8.1 Release Notes

To deploy a SingleStore 8.1 cluster, refer to the Deploy SingleStore Guide.
To upgrade a self-managed install to this release, follow this guide.
To make a backup of a database in this release or to restore a database backup to this release, follow this guide.
The data_conversion_compatibility_level engine variable now defaults to '8.0' in new installations. This results in stricter data type conversions. The value is not changed when upgrading to version 8.0. This new data_conversion_compatibility_level setting additionally flags invalid string-to-number conversion in INSERT statements, PIPELINES, LOAD DATA commands, and type casts.

Applications will likely see more compatibility issues flagged when run against installations with data_conversion_compatibility_level set to '8.0' than when run with a lower compatibility level.
New deployments of SingleStore 8.1 require a 64-bit version of RHEL/AlmaLinux 7 or later, or Debian 8 or later, with kernel 3.10 or later and glibc 2.17 or later. Refer to the System Requirements and Recommendations for additional information.

Release Highlights

Note

This is the complete list of new features and fixes in engine version 8.1 and its maintenance patches.

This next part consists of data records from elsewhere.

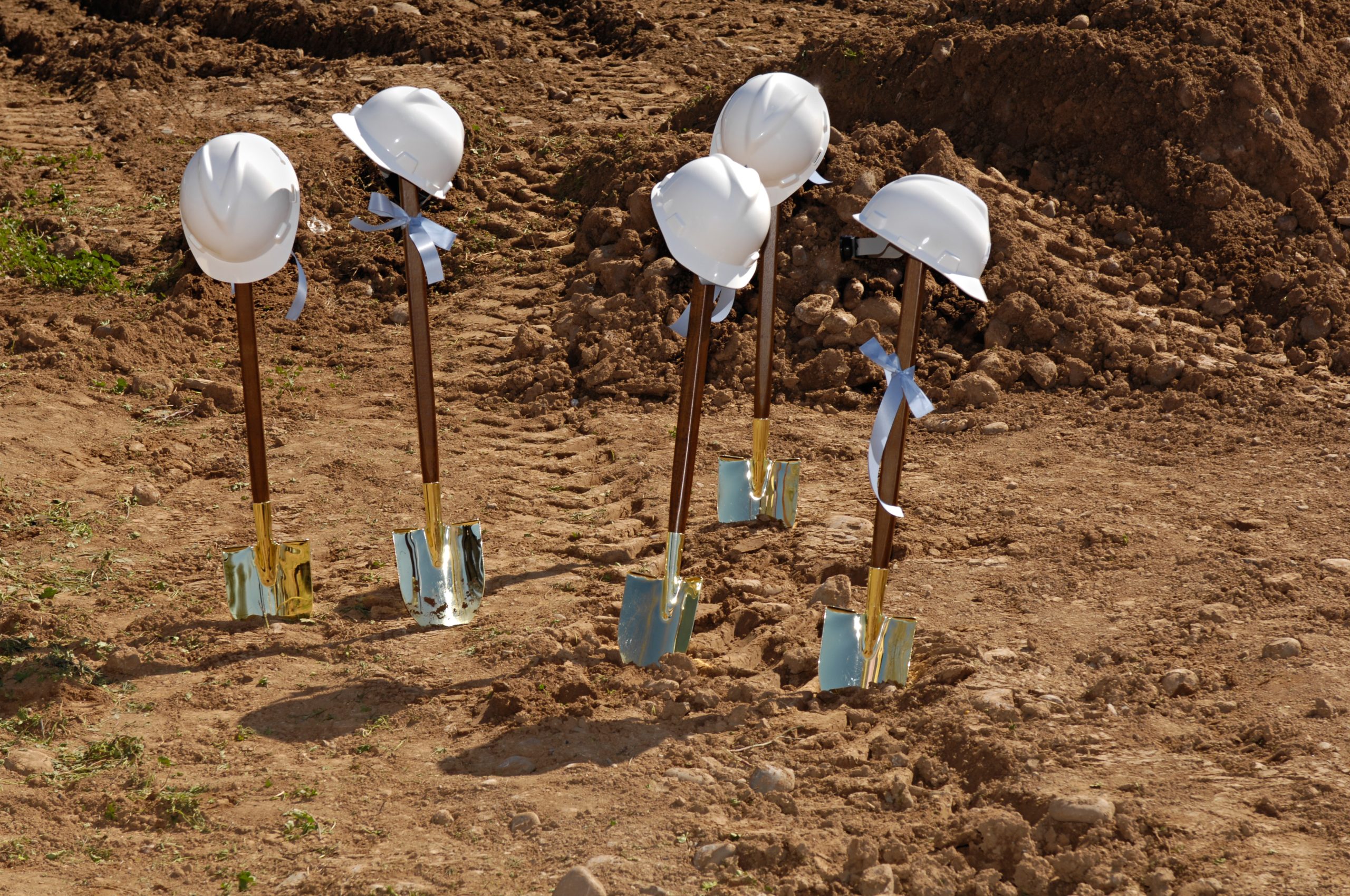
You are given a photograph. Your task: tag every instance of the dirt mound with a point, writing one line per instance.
(1160, 219)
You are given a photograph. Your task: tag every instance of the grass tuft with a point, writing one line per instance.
(27, 254)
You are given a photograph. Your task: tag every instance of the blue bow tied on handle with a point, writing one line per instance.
(900, 388)
(297, 304)
(722, 301)
(427, 235)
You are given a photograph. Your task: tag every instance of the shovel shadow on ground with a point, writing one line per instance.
(277, 646)
(324, 713)
(497, 583)
(560, 741)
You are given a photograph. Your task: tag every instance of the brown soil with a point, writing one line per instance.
(1168, 342)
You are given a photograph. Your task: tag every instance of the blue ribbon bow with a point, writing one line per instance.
(900, 388)
(427, 234)
(722, 301)
(297, 304)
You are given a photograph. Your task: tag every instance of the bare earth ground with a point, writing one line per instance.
(1125, 525)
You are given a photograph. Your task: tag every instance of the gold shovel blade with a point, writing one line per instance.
(736, 499)
(844, 660)
(649, 629)
(291, 594)
(445, 587)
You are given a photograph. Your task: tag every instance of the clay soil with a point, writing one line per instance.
(1126, 523)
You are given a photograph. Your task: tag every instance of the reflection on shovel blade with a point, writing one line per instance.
(736, 500)
(292, 596)
(645, 634)
(843, 660)
(442, 590)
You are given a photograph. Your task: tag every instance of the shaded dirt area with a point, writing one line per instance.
(1125, 535)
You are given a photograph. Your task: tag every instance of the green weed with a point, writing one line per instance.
(123, 749)
(181, 807)
(14, 852)
(299, 824)
(65, 161)
(27, 254)
(34, 726)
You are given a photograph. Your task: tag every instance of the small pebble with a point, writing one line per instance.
(1084, 809)
(1281, 649)
(1337, 564)
(1180, 683)
(25, 762)
(524, 824)
(145, 494)
(713, 854)
(580, 882)
(773, 779)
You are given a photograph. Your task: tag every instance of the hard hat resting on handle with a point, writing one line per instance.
(777, 124)
(412, 133)
(936, 220)
(715, 216)
(239, 204)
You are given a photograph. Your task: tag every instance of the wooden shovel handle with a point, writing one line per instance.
(690, 403)
(419, 323)
(253, 393)
(889, 480)
(765, 357)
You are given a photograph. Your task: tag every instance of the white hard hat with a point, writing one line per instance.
(239, 203)
(939, 222)
(715, 218)
(779, 126)
(412, 133)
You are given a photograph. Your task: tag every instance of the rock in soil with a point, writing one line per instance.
(580, 882)
(1084, 809)
(1281, 649)
(146, 494)
(773, 779)
(29, 762)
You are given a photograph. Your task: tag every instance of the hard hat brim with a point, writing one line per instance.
(712, 270)
(253, 270)
(346, 123)
(965, 283)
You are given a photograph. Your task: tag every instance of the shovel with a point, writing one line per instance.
(755, 486)
(867, 648)
(658, 613)
(440, 567)
(266, 578)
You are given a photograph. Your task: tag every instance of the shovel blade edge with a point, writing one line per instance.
(291, 597)
(443, 590)
(736, 501)
(843, 660)
(645, 634)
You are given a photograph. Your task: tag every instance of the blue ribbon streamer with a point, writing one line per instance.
(722, 301)
(297, 304)
(900, 388)
(427, 235)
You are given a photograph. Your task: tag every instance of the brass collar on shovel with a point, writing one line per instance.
(440, 566)
(266, 578)
(658, 615)
(867, 648)
(758, 486)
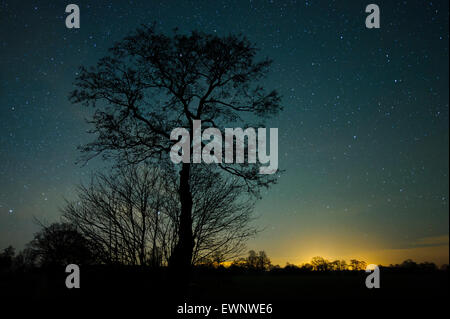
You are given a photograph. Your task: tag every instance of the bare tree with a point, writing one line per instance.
(153, 83)
(133, 215)
(60, 244)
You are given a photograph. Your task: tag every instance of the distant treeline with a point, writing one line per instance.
(38, 255)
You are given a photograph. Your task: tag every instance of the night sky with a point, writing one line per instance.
(363, 137)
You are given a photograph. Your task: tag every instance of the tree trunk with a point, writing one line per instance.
(180, 260)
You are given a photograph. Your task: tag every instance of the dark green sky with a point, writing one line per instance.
(363, 137)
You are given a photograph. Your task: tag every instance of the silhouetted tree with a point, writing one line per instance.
(133, 215)
(357, 264)
(153, 83)
(60, 244)
(320, 264)
(6, 258)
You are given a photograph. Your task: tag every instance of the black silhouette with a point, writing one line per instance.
(152, 83)
(132, 216)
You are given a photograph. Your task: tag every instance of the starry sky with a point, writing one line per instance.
(363, 137)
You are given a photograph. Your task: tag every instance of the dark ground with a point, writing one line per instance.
(115, 288)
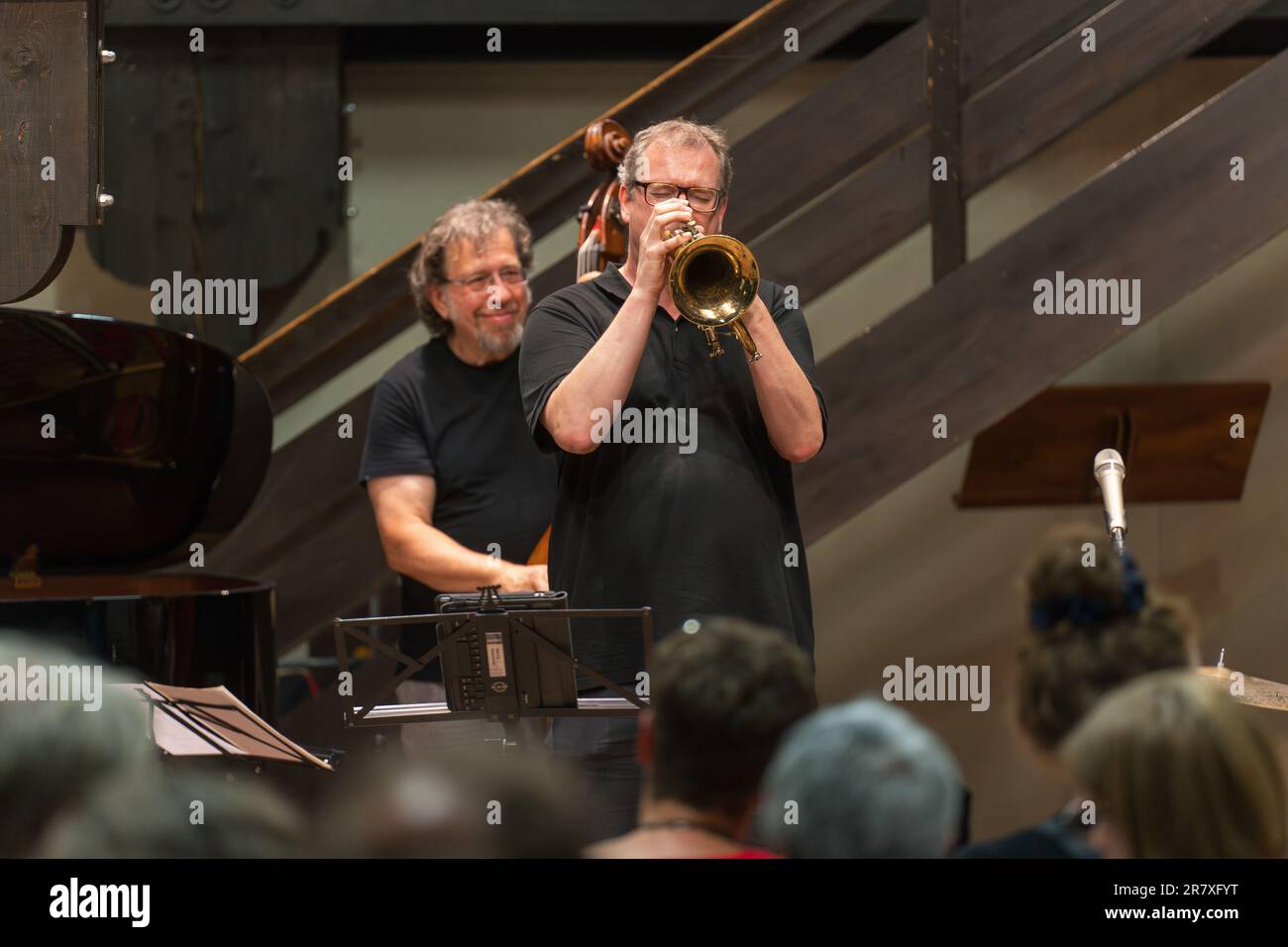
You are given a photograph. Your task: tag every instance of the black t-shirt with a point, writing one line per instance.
(688, 534)
(463, 425)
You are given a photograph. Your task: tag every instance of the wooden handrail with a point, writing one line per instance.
(376, 305)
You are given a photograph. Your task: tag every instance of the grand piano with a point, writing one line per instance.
(125, 453)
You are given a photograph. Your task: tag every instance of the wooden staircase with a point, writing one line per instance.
(970, 348)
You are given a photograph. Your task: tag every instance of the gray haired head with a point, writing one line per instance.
(677, 133)
(862, 780)
(471, 221)
(53, 754)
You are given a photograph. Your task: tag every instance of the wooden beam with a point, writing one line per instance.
(1177, 442)
(973, 347)
(51, 137)
(945, 90)
(887, 201)
(375, 307)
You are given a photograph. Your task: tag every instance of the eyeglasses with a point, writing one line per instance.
(702, 198)
(480, 282)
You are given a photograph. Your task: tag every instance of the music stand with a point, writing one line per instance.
(506, 634)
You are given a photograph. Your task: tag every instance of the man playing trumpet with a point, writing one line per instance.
(707, 527)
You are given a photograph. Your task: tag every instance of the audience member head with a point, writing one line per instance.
(465, 802)
(722, 692)
(178, 812)
(862, 780)
(1093, 625)
(1177, 770)
(55, 749)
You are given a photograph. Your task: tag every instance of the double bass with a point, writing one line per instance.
(600, 230)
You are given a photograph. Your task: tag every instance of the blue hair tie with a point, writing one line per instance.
(1091, 613)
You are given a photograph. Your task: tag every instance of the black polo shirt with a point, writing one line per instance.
(688, 534)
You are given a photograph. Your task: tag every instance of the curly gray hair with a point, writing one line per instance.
(472, 221)
(677, 133)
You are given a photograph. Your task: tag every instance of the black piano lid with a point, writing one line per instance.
(158, 441)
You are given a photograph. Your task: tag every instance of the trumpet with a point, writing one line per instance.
(713, 279)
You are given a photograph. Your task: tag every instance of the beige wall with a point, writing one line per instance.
(914, 577)
(911, 577)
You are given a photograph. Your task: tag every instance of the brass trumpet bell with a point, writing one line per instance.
(713, 279)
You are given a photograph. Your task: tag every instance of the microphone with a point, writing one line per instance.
(1111, 472)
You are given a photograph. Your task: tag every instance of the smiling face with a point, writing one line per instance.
(487, 325)
(683, 166)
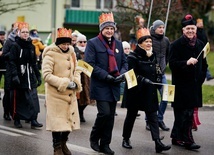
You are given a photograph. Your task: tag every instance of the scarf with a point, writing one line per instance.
(112, 69)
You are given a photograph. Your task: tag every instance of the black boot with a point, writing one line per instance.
(147, 126)
(35, 124)
(159, 146)
(106, 150)
(17, 123)
(7, 117)
(126, 144)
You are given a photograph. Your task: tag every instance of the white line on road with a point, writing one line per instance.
(10, 133)
(16, 130)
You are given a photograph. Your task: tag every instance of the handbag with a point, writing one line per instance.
(158, 74)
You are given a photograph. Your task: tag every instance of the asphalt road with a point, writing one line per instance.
(27, 141)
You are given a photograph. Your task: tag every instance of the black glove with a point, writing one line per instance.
(15, 80)
(39, 82)
(72, 85)
(110, 79)
(147, 81)
(120, 79)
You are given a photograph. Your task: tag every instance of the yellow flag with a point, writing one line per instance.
(206, 49)
(131, 78)
(168, 92)
(85, 67)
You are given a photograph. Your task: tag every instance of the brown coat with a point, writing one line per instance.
(58, 70)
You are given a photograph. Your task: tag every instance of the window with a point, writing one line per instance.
(75, 3)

For a list of all new features and bug fixes added in maintenance releases only, see the maintenance release changelog. If you are upgrading from an existing 8.1 version, see the changelog for a list of new features and fixes added to 8.1 by date.

Column Group Index

Introduced a columnstore row index structure (COLUMN GROUP) that will create a materialized copy of individual rows as a separate structure in a columnstore table. This index is most useful for wide tables, and can speed up full-row retrieval and updates by 8x or more on tables with over 200 columns.

Automatic Profiling

Added support for query profiling that is efficient enough to be enabled all the time by introducing the auto_profile_type engine variable with FULL and LITE options for automatic profiling. The enable_auto_profile engine variable must be set to ON for the FULL or LITE options to work.

Visual Explain via SHOW PROFILE UI and EXPLAIN

Using the SHOW PROFILE UI or EXPLAIN UI commands will generate a URL that, when opened, loads a visual representation of the query plan on the Visual Explain website.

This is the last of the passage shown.